D.W. Griffith changed the course of film history with his 1915 Civil War blockbuster
The Birth of a Nation. Spurred on by its colossal success, and stung by charges of glorifying racism, Griffith decided to make his next film a plea for tolerance, acceptance and understanding. he went even bigger on his next epic: the ambitious Intolerance, which links four centuries-apart stories of universal suffering, social injustice and the effects of intolerance through the ages.
"The Modern Story," about a working man wrongly accused of a crime, was later issued as a separate film (The Mother and the Law, 1919). "The Judean Story" tells of Jesus' conflicts with the Pharisees and Rome. "The Medieval Story" is about the effects of the massacre of 16th-century French Huguenots. And "The Babylonian Story," about the conquest of Babylon by Persia, was also issued later as a separate film (The Fall of Babylon, 1919). Skillful cross-cutting (Griffith was the technique's most renowned practitioner), and linking shots of a figure representing Eternal Motherhood rocking a cradle, bring all four stories to a tense climax. Wishing his principal characters to be seen as emblematic of human types rather than individuals, Griffith gave them no names but instead referred to them as the Dear One, or the Boy, or the Musketeer of the Slums, or the Mountain Girl.

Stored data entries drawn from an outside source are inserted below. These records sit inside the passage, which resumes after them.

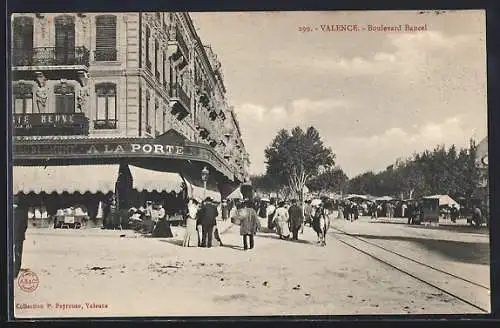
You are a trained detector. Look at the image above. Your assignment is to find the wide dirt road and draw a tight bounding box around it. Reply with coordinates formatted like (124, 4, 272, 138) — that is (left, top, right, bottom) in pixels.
(14, 219, 481, 318)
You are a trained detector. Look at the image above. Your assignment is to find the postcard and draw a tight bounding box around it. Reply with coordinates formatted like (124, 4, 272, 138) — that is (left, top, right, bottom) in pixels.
(10, 10, 489, 318)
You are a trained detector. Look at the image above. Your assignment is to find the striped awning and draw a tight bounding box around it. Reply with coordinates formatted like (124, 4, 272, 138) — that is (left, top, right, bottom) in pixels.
(12, 165, 120, 194)
(128, 165, 184, 192)
(185, 181, 221, 202)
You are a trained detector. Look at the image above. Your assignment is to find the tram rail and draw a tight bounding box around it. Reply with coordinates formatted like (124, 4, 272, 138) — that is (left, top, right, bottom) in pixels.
(330, 226, 490, 313)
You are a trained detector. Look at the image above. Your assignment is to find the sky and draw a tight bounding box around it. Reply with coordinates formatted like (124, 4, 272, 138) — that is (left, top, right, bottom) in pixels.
(190, 10, 487, 178)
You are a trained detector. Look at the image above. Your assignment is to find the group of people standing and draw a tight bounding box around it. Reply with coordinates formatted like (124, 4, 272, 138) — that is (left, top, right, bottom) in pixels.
(266, 199, 304, 241)
(183, 197, 224, 248)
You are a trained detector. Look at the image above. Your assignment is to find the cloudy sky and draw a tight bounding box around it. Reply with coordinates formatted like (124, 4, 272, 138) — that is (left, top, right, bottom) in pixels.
(190, 10, 487, 178)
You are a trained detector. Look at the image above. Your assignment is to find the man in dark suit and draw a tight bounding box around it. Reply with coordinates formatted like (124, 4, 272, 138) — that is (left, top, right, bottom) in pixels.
(13, 196, 28, 279)
(197, 197, 219, 248)
(288, 199, 304, 241)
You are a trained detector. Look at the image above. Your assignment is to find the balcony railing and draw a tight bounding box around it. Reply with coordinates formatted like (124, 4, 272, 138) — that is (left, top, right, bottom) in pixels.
(176, 25, 189, 59)
(12, 47, 90, 67)
(94, 119, 117, 130)
(94, 49, 118, 62)
(170, 83, 191, 109)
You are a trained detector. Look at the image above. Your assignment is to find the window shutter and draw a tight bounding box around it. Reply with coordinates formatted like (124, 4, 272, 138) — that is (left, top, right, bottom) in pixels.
(95, 15, 117, 61)
(13, 17, 34, 50)
(55, 16, 75, 63)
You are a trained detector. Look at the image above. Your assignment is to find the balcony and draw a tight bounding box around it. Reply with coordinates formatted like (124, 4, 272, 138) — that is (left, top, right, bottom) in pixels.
(12, 47, 90, 68)
(176, 25, 189, 60)
(94, 49, 118, 62)
(169, 83, 191, 121)
(94, 119, 117, 130)
(209, 110, 218, 121)
(13, 112, 89, 137)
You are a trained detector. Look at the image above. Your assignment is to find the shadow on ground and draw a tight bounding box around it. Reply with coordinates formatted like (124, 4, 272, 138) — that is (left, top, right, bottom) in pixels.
(368, 218, 489, 235)
(158, 238, 246, 251)
(256, 233, 314, 245)
(405, 224, 489, 235)
(338, 233, 490, 265)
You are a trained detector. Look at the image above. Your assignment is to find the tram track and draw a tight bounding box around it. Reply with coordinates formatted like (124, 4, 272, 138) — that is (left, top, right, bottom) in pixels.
(330, 226, 490, 313)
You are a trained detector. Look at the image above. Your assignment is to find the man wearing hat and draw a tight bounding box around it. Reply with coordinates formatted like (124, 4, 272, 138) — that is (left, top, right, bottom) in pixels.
(197, 197, 219, 248)
(13, 195, 28, 279)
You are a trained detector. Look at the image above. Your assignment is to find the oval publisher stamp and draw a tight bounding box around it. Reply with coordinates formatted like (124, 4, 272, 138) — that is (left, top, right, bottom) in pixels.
(18, 270, 39, 293)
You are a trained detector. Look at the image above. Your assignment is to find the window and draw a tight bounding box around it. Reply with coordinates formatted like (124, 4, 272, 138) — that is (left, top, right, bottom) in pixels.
(145, 92, 151, 133)
(154, 40, 160, 80)
(95, 15, 117, 61)
(54, 83, 75, 114)
(155, 100, 160, 135)
(55, 15, 75, 64)
(145, 26, 151, 69)
(162, 109, 166, 132)
(163, 51, 168, 88)
(12, 17, 34, 66)
(95, 83, 117, 129)
(13, 83, 33, 114)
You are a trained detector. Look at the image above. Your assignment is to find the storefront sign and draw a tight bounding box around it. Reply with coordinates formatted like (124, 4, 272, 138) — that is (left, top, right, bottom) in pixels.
(15, 142, 187, 157)
(13, 113, 89, 136)
(13, 139, 234, 179)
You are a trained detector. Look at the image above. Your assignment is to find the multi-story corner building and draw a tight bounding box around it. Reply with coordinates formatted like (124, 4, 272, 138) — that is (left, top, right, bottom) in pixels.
(474, 136, 488, 217)
(11, 12, 249, 203)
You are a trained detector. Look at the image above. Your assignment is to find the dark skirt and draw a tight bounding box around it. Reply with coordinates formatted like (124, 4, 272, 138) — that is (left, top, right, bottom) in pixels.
(152, 219, 173, 238)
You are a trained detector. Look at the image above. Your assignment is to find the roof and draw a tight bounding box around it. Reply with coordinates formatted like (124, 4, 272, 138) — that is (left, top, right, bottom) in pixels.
(423, 194, 460, 208)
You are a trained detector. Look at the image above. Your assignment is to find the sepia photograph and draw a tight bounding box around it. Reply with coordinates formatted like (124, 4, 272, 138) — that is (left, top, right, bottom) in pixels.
(9, 10, 489, 318)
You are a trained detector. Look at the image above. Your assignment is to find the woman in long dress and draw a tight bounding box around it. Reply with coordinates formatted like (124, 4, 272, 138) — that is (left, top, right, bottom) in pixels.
(183, 199, 199, 247)
(272, 202, 290, 239)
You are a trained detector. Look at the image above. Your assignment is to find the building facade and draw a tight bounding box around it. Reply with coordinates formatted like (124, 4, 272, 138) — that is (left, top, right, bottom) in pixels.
(11, 12, 249, 197)
(475, 136, 488, 217)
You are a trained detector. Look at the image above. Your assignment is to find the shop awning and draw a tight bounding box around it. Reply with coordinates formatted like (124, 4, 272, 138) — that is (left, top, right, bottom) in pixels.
(12, 165, 120, 194)
(184, 181, 221, 202)
(128, 165, 184, 192)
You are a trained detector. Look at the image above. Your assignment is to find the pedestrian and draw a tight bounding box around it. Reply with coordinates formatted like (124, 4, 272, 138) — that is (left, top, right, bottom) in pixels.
(197, 197, 219, 248)
(272, 201, 290, 239)
(303, 200, 313, 227)
(13, 196, 28, 279)
(450, 204, 459, 223)
(472, 205, 483, 228)
(266, 200, 277, 231)
(407, 201, 414, 225)
(212, 221, 224, 247)
(221, 199, 229, 221)
(288, 199, 304, 241)
(238, 200, 260, 250)
(401, 202, 408, 218)
(152, 203, 173, 238)
(183, 198, 199, 247)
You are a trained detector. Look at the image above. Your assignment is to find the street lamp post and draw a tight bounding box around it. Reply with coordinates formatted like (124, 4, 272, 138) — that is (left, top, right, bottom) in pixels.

With the profits from The Birth of a Nation, Griffith spared no expense on Intolerance, constructing huge sets and hiring thousands of extras for spectacular crowd scenes; the most iconic representation of this lavishness remains the sequence set at the immense walls of Babylon. Famed film critic Pauline Kael called it "perhaps the greatest movie ever made," adding, "it is charged with visionary excitement about the power of movies to combine music, dance, narrative, drama, painting and photography - to do alone what all the other arts together had done." And Orson Welles said, "No town, no industry, no profession, no art form owes so much to a single man."

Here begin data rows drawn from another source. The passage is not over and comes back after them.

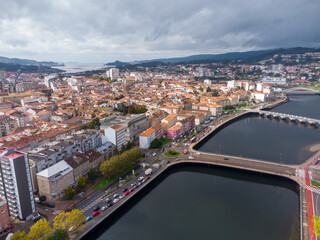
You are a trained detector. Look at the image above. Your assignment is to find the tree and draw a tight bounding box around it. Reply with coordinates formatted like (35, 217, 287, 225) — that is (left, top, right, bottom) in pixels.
(88, 168, 96, 181)
(199, 87, 203, 92)
(29, 219, 53, 240)
(313, 216, 320, 237)
(39, 195, 47, 203)
(53, 209, 85, 231)
(11, 230, 30, 240)
(65, 187, 75, 200)
(126, 141, 132, 150)
(150, 139, 162, 149)
(211, 89, 219, 97)
(206, 87, 212, 92)
(223, 105, 236, 112)
(78, 176, 86, 189)
(48, 229, 69, 240)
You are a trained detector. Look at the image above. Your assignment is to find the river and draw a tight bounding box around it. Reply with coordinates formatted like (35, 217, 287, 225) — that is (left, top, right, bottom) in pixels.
(197, 95, 320, 164)
(87, 164, 299, 240)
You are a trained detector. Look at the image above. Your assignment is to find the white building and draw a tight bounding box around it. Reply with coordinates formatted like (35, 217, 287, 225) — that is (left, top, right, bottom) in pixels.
(139, 128, 155, 149)
(0, 148, 35, 220)
(103, 125, 126, 151)
(262, 77, 287, 85)
(107, 68, 120, 80)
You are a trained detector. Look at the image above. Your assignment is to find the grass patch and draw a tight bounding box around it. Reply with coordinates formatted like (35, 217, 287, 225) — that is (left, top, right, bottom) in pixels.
(163, 150, 181, 158)
(160, 138, 172, 145)
(93, 165, 136, 190)
(311, 180, 320, 187)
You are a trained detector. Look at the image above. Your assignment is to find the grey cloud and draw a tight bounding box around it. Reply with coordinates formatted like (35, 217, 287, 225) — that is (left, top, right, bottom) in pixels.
(0, 0, 319, 62)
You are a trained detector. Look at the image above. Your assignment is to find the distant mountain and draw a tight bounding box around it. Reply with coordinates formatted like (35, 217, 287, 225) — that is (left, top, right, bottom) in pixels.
(105, 60, 130, 67)
(111, 47, 320, 66)
(0, 62, 63, 73)
(0, 56, 61, 67)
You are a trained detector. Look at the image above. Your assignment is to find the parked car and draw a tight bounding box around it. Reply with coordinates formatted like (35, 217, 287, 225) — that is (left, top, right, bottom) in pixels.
(124, 191, 130, 196)
(86, 216, 93, 222)
(138, 176, 144, 182)
(113, 198, 119, 204)
(119, 194, 125, 199)
(46, 203, 55, 208)
(129, 188, 135, 193)
(189, 156, 194, 160)
(161, 148, 165, 153)
(113, 193, 119, 198)
(92, 211, 100, 217)
(152, 152, 156, 156)
(32, 215, 41, 222)
(224, 158, 229, 160)
(131, 182, 136, 187)
(145, 176, 150, 180)
(122, 188, 128, 193)
(101, 206, 107, 211)
(93, 206, 100, 212)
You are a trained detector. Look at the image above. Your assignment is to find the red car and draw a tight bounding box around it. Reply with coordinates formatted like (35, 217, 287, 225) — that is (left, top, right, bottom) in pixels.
(92, 210, 100, 217)
(145, 176, 150, 180)
(124, 191, 130, 196)
(129, 188, 135, 193)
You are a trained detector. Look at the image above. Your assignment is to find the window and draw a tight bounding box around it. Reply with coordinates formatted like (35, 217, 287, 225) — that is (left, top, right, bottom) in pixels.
(1, 210, 4, 213)
(2, 214, 5, 218)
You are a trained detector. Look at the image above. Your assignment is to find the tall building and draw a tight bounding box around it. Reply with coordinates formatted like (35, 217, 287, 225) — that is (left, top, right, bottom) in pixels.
(107, 68, 119, 80)
(0, 148, 35, 220)
(103, 125, 126, 151)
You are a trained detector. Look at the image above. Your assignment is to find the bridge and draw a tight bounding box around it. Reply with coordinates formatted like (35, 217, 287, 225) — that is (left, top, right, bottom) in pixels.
(248, 109, 320, 128)
(283, 87, 320, 95)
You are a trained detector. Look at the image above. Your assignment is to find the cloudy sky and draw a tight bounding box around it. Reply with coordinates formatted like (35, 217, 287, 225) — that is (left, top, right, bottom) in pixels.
(0, 0, 319, 63)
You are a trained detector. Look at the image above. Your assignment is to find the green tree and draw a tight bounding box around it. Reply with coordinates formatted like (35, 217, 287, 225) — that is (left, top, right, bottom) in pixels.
(150, 139, 162, 149)
(199, 87, 203, 92)
(29, 219, 53, 240)
(48, 229, 69, 240)
(223, 105, 236, 112)
(11, 230, 30, 240)
(88, 168, 97, 181)
(39, 195, 47, 202)
(78, 176, 86, 189)
(211, 89, 219, 97)
(65, 187, 76, 200)
(206, 87, 212, 92)
(313, 216, 320, 237)
(126, 141, 133, 150)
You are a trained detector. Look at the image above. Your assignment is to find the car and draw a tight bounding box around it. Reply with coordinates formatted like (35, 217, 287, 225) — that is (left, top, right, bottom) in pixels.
(131, 182, 136, 187)
(189, 156, 194, 160)
(46, 203, 55, 208)
(167, 161, 171, 164)
(101, 206, 107, 211)
(138, 176, 144, 182)
(152, 152, 156, 156)
(176, 157, 180, 161)
(142, 178, 146, 183)
(224, 158, 229, 160)
(93, 206, 100, 212)
(124, 191, 130, 196)
(119, 194, 125, 199)
(129, 188, 135, 193)
(145, 176, 150, 180)
(107, 202, 113, 207)
(92, 211, 100, 217)
(32, 215, 41, 222)
(113, 193, 119, 198)
(86, 216, 93, 222)
(113, 198, 119, 204)
(196, 152, 201, 155)
(122, 188, 128, 193)
(161, 148, 164, 153)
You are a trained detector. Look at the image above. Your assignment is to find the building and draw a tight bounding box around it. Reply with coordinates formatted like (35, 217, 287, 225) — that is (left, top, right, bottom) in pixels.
(0, 116, 17, 137)
(103, 125, 126, 151)
(161, 113, 177, 129)
(36, 160, 74, 201)
(107, 68, 120, 80)
(139, 128, 155, 149)
(167, 122, 182, 139)
(0, 198, 10, 232)
(0, 148, 35, 220)
(262, 77, 287, 85)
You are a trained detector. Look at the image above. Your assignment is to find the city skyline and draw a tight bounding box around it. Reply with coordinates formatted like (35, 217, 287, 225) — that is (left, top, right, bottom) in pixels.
(0, 0, 319, 63)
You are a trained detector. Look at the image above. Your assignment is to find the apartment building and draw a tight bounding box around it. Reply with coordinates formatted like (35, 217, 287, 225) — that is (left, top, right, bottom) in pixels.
(37, 160, 74, 201)
(0, 116, 17, 137)
(0, 148, 35, 220)
(139, 128, 155, 149)
(0, 198, 10, 232)
(103, 125, 126, 151)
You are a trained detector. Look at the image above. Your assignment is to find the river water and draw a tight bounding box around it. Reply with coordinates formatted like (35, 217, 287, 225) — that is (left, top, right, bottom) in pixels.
(88, 165, 299, 240)
(197, 95, 320, 164)
(85, 96, 319, 240)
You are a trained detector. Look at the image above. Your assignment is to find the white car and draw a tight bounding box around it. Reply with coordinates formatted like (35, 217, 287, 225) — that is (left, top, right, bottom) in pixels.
(196, 152, 200, 155)
(113, 193, 119, 198)
(119, 194, 125, 199)
(101, 206, 107, 211)
(113, 198, 119, 204)
(138, 176, 144, 182)
(152, 153, 156, 156)
(189, 156, 195, 160)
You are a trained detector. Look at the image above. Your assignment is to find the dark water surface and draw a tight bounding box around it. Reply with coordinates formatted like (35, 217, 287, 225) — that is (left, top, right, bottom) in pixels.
(198, 96, 320, 164)
(90, 165, 299, 240)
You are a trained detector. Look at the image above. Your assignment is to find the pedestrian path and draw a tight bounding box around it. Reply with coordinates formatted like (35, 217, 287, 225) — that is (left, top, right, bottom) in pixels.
(306, 185, 320, 195)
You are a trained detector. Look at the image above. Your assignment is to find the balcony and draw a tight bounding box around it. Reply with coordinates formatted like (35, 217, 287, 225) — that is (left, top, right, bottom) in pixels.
(1, 164, 11, 170)
(3, 174, 12, 181)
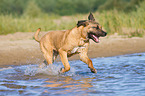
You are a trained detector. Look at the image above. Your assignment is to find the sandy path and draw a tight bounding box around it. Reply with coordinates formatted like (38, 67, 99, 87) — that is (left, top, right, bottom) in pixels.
(0, 32, 145, 67)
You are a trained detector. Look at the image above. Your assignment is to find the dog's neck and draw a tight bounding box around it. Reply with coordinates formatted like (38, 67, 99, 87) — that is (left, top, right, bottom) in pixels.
(66, 26, 89, 44)
(78, 26, 88, 40)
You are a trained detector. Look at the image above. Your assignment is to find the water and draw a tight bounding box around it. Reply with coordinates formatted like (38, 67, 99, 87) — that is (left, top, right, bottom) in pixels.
(0, 53, 145, 96)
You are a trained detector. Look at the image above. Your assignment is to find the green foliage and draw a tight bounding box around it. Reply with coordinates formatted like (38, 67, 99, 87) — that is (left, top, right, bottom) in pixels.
(125, 0, 144, 12)
(0, 0, 144, 16)
(0, 14, 76, 35)
(98, 0, 144, 12)
(129, 30, 144, 38)
(36, 0, 105, 15)
(98, 0, 127, 11)
(23, 0, 42, 18)
(0, 0, 106, 16)
(0, 0, 144, 37)
(0, 0, 28, 15)
(98, 1, 145, 37)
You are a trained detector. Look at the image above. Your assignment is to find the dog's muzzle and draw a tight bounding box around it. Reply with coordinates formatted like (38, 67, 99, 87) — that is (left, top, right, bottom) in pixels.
(88, 33, 99, 43)
(102, 31, 107, 37)
(88, 32, 107, 43)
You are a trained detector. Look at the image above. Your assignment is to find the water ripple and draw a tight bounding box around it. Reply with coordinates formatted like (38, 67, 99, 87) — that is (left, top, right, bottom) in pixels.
(0, 53, 145, 96)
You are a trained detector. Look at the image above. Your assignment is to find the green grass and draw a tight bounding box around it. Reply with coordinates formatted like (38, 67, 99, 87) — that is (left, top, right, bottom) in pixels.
(0, 14, 76, 35)
(0, 1, 145, 37)
(98, 10, 145, 37)
(97, 1, 145, 37)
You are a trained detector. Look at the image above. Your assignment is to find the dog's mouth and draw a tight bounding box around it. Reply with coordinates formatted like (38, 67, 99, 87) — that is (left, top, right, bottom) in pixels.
(88, 33, 100, 43)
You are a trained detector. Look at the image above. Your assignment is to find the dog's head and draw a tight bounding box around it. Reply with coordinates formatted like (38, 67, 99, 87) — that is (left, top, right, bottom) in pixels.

Intolerance also proved to be an important training ground, with several of its assistant directors going on to important directing careers of their own, including Victor Fleming (The Wizard of Oz, Gone With the Wind), Allan Dwan (Sands of Iwo Jima), Sidney Franklin (The Good Earth) and Tod Browning (Dracula, Freaks).
The Cohen Film Collection presents Intolerance on Blu-ray via a new 2K restoration, 1080p video presentation and two audio options: an uncompressed LPCM 2.0 musical soundtrack mix and Carl Davis' orchestral score in Dolby Digital 5.1 surround. Special features include:
Two 1919 full-length features drawn from Intolerance, accompanied by new scores by the Mont Alto Motion Picture Orchestra
The Fall of Babylon
The Mother and the Law
New featurette with film historian Kevin Brownlow
New essays by Cineaste editor Richard Porton and historian William M. Drew
Intolerance is historically significant but it's also over-wrought and a bit of a chore to watch. From an academic perspective it's worth owning for any serious movie collector but I fear, like many of the Keatons I own, it wouldn't even make it out of the shrink wrap. Still, it's great to know movies like these are receiving attention and aren't fading away like so many other movies from the silent era.